The Eritrean government has not yet officially reacted to the peace deal. It is, however, unlikely that Abiy would have kept his Eritrean allies out of the loop with regard to the peace agreement, which explicitly states that all foreign forces will withdraw from Tigray as the process of disarmament of rebel forces starts.
Article 6 of the agreement states that Tigrayan military commanders have agreed to meet their Ethiopian counterparts to supervise the disarmament of rebel forces in the province within 30 days.
The Crux
- The Tigrayan conflict started after the regional government in the province unilaterally held elections, and then in November 2020, the Tigray People’s Liberation Front (TPLF) attacked the Ethiopian army base in the provincial capital, Mekelle.

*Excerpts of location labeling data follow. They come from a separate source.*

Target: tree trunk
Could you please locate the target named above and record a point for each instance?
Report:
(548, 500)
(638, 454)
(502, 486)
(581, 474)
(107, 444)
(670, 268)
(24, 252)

- On November 2, 2022, the second anniversary of the conflict, the Ethiopian government and the TPLF agreed to a permanent cessation of hostilities.
- This is the first step in the process of bringing to an end a brutal internecine conflict that has resulted in the deaths of more than half a million people and displacement of millions more. There were credible reports of ethnic cleansing, sexual violence, and other war crimes. The people of Tigray were under a tight military blockade that cut them off from from electricity, banking, and other essential services.
- Getachew Reda, a senior TPLF leader, and Redwan Hussein, Ethiopian Prime Minister Abiy Ahmed’s National Security Adviser, signed the deal in Pretoria, South Africa, after 10 days of talks.
- Former Nigerian President Olusegun Obasanjo represented the AU at the talks and former Kenyan President Uhuru Kenyatta played a key role as mediator.
- The Pretoria peace deal contains several provisions for the disarmament of rebel fighters, the reintegration of Tigray into the Ethiopian federation, and the speedy disbursement of much-needed humanitarian aid to the Tigray Region.
- The Ethiopian government has given an undertaking that it will rebuild all the infrastructure that was damaged in Tigray in the conflict.
- The deal paves the way for Ethiopian troops to re-enter Mekelle and explicitly stipulates that federal forces will henceforth be in charge of airports, highways, border crossings, and other government facilities within Tigray.